Conversely, the bottom of the burger/sandwich/whatever is usually pretty flat.

So when you put down your sandwich, instead of lowering your hands to the plate and sliding your thumbs out from under the bottom of the sandwich, try this. Rotate the sandwich so the eating-edge goes upwards and over, bringing your thumbs to the top of the sandwich. Note how natural this motion is. Now your four fingers which were holding the top of the sandwich are supporting the bottom. Place the sandwich on your plate, upside down. Notice that you didn't have to slide your fingers out from under a flat surface; the 'bottom' surface permits easy ingress and egress. Unlike a flat bottom bun/piece of bread.

When it's time to take another bite, simply reverse the motion; put your four fingers under the sandwich, and seamlessly rotate the biting side towards your face.
posted by felix at 10:07 AM on January 25, 2006 [1 favorite]


like the practice of putting down your sandwich upside down

Honest to god, I had no idea there was a rightside-up.
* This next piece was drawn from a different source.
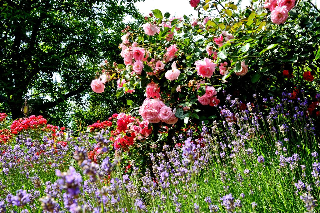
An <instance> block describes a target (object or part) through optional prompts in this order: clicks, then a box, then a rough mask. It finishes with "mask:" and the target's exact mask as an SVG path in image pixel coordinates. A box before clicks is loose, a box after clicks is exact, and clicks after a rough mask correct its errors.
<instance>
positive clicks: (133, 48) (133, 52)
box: [132, 47, 145, 61]
mask: <svg viewBox="0 0 320 213" xmlns="http://www.w3.org/2000/svg"><path fill="white" fill-rule="evenodd" d="M144 53H145V50H144V49H143V48H140V47H133V48H132V56H133V58H134V60H136V61H142V60H143V58H144Z"/></svg>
Please, explain to this sandwich heathen!

I also had little idea that many people purchase their pepper pre-ground. It seems more than a little bizarre, kind of like choosing stale cookies or expired yogurt.
posted by five fresh fish at 10:50 AM on January 25, 2006


d-oh! Note to self: read thread first, then post.
posted by five fresh fish at 10:50 AM on January 25, 2006


Whoa, I am going to have to try this allegedly delicious pepper-and-chocolate combination of which you all speak!

I think I have already indirectly been doing the pepper-and-ketchup combo, by putting loads of pepper directly on fries before dipping in ketchup. Transfer may be easier by putting directly in ketchup, though. A++ to this thread; would read again!
posted by onlyconnect at 11:30 AM on January 26, 2006


Felix, it's people like you that make me proud to say "I met him through the internet".